L’adoption définitive de cette
loi qui doit « venir en aide à une agriculture à bout de souffle »,
mardi 8 juillet, n’aura pas clos le débat. Quelques heures à peine après le
vote du texte, les groupes socialiste et insoumis ont annoncé leur intention de
saisir le Conseil constitutionnel.
La loi Duplomb n’en finit
plus de susciter la controverse. « Une tromperie », un « contournement
antidémocratique »… Fermement opposés au texte, les parlementaires de
gauche ont déposé un recours auprès du Conseil constitutionnel, ce mardi 8
juillet, en soulevant des interrogations quant à sa conformité avec plusieurs
principes à valeur constitutionnelle, notamment ceux relevant de la Charte de
l’environnement.
Mais, outre le fond, c’est la
méthode employée pour faire passer ce texte qui a cristallisé la colère des groupes
PS et insoumis. Avec une manœuvre inédite dans l’histoire parlementaire, et pour
faire face aux multiples amendements déposés par l’opposition - une stratégie d’obstruction
assumée : plus de 3 400 amendements avaient été déposés sur le texte, dont
2 300 par les groupes écologiste et social et insoumis -, le rapporteur (LR) du
texte, Julien Dive, avait utilisé une motion de rejet préalable.
Adoptée à la surprise
générale, cette motion a eu pour effet de renvoyer directement le texte en
commission mixte paritaire, sans examen en séance.
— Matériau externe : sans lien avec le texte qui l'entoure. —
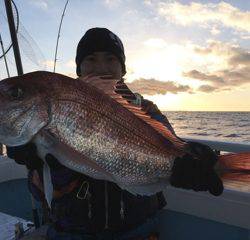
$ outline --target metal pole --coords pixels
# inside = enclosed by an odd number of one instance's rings
[[[16,61],[17,73],[20,76],[20,75],[23,75],[23,66],[22,66],[18,41],[17,41],[15,22],[14,22],[12,7],[11,7],[11,0],[5,0],[5,8],[6,8],[6,14],[8,17],[10,36],[11,36],[11,40],[13,43],[13,51],[14,51],[14,56],[15,56],[15,61]]]
[[[59,25],[59,30],[58,30],[57,40],[56,40],[56,51],[55,51],[55,59],[54,59],[54,69],[53,69],[53,72],[56,71],[57,50],[58,50],[60,32],[61,32],[62,21],[63,21],[63,17],[64,17],[64,14],[65,14],[68,2],[69,2],[69,0],[67,0],[67,2],[65,3],[65,6],[64,6],[64,9],[63,9],[63,13],[62,13],[62,17],[61,17],[61,21],[60,21],[60,25]]]
[[[8,63],[7,63],[7,59],[6,59],[5,53],[4,53],[4,47],[3,47],[3,41],[2,41],[1,33],[0,33],[0,44],[1,44],[2,51],[3,51],[3,59],[4,59],[4,63],[5,63],[7,75],[8,75],[8,77],[10,77]]]
[[[17,41],[15,22],[14,22],[12,7],[11,7],[11,0],[5,0],[5,8],[6,8],[6,14],[8,17],[11,40],[13,43],[13,51],[14,51],[14,56],[15,56],[15,61],[16,61],[17,73],[18,73],[18,76],[20,76],[20,75],[23,75],[23,66],[22,66],[18,41]],[[32,203],[34,224],[35,224],[35,227],[38,228],[40,227],[38,212],[37,212],[32,194],[30,194],[30,197],[31,197],[31,203]]]

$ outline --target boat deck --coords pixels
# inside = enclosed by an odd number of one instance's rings
[[[13,239],[14,224],[17,221],[22,219],[32,220],[31,200],[26,179],[16,179],[0,183],[0,192],[0,212],[2,212],[0,216],[3,216],[3,219],[0,219],[0,240],[10,240]],[[3,213],[8,213],[21,219],[13,218]],[[11,226],[11,224],[13,225]],[[8,231],[2,232],[1,229],[8,229]],[[248,229],[175,212],[167,208],[160,215],[160,231],[161,239],[164,240],[250,239],[250,231]],[[3,233],[9,233],[9,236],[6,237],[5,235],[4,237]]]

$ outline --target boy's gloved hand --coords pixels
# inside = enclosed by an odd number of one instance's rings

Une fois l’accord trouvé
entre députés et sénateurs – majoritairement de droite, ils avaient approuvé le
texte en janvier –, l’Assemblée nationale n’a eu à se prononcer que sur le
texte consolidé, finalement adopté avec 316 voix contre 223.
La députée de Haute-Vienne
Manon Meunier (LFI) a ainsi dénoncé « un putsch d’Arnaud Rousseau (président
de la FNSEA, ndlr) qui occupe maintenant le fauteuil du ministère de
l’agriculture ». « Il s’agit d’un 49.3 sans gouvernement », tonnait
aussi, en mai, la présidente du groupe LFI, Mathilde Panot, en marge du dépôt
d’une motion de censure symbolique.
Au-delà de l’arbitrage sur
les manœuvres législatives des auteurs de la loi, les objectifs du recours sont également de « faire
échec à ce texte régressif, réagit Océane Godard, députée PS de Côte d’Or,
sur le site creusot-info.fr. La transition agroécologique est le seul chemin
qui permettra de concilier souveraineté alimentaire, renouvellement des
générations et respect de la santé humaine et environnementale. »
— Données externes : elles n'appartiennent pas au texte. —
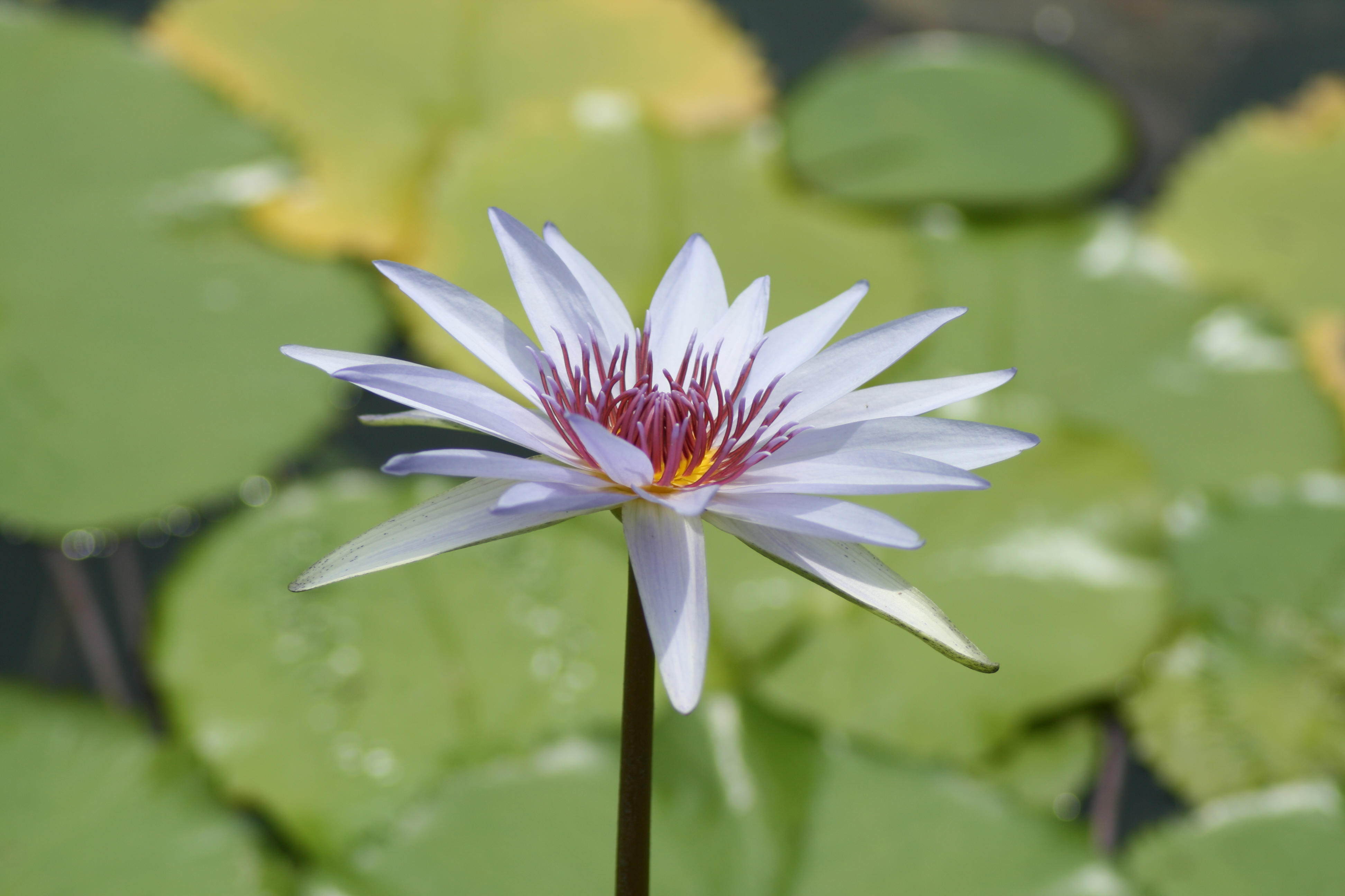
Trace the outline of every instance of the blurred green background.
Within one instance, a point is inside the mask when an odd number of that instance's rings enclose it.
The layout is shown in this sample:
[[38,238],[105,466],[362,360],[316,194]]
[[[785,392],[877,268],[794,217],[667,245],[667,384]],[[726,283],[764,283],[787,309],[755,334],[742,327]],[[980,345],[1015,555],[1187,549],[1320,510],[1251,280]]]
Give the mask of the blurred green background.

La proposition de loi, portée
initialement au Sénat par les élus LR Laurent Duplomb et Franck Menonville, et soutenue
par la majorité présidentielle, visait à « réarmer » les agriculteurs
face à ce qui a été appelé un « mur normatif ».
Présentée comme une réponse
aux mobilisations des agriculteurs du début de l’année 2025, la loi entend
faciliter l’installation agricole, alléger certaines procédures
environnementales et, mesure des plus polémiques, réintroduire temporairement
l’usage de l’acétamipride, un néonicotinoïde interdit au niveau européen depuis
2018. Ce point concentre une large part des critiques formulées par les
associations environnementales, les militants écologistes et les parlementaires
de gauche, qui dénoncent un véritable « retour en arrière environnemental
».
La réintroduction de
l’acétamipride, sans évaluation préalable de l’Agence nationale de sécurité
sanitaire (ANSES), soulève selon les opposants à la loi Duplomb une violation
du principe de précaution, inscrit à l’article 5 de la Charte de
l’environnement. Ils mettent également en avant le principe de non-régression,
consacré par le Conseil constitutionnel depuis sa décision n°2018-771 DC du 6
août 2018 relative à la loi « ESSOC », et selon lequel le législateur ne peut,
sans justification suffisante, adopter des dispositions régressives en matière
de protection de l’environnement.
Les députés socialistes ont
par ailleurs insisté sur l’absence de mesures structurelles dans le texte. Dans
un communiqué publié le jour du vote, ils ont dénoncé une loi « idéologique
», qui « entretient la confusion entre normes protectrices et obstacles
bureaucratiques », « sans apporter de réponse durable aux
difficultés économiques du monde agricole ».
Le Conseil constitutionnel,
dont la jurisprudence en matière environnementale s’est progressivement
enrichie depuis 2005, devra donc arbitrer entre la volonté législative de
simplification et la nécessité de garantir un haut niveau de protection de la
santé et de l’environnement. Sa décision est attendue d’ici la fin juillet. La
loi Duplomb reste d’ici là suspendue.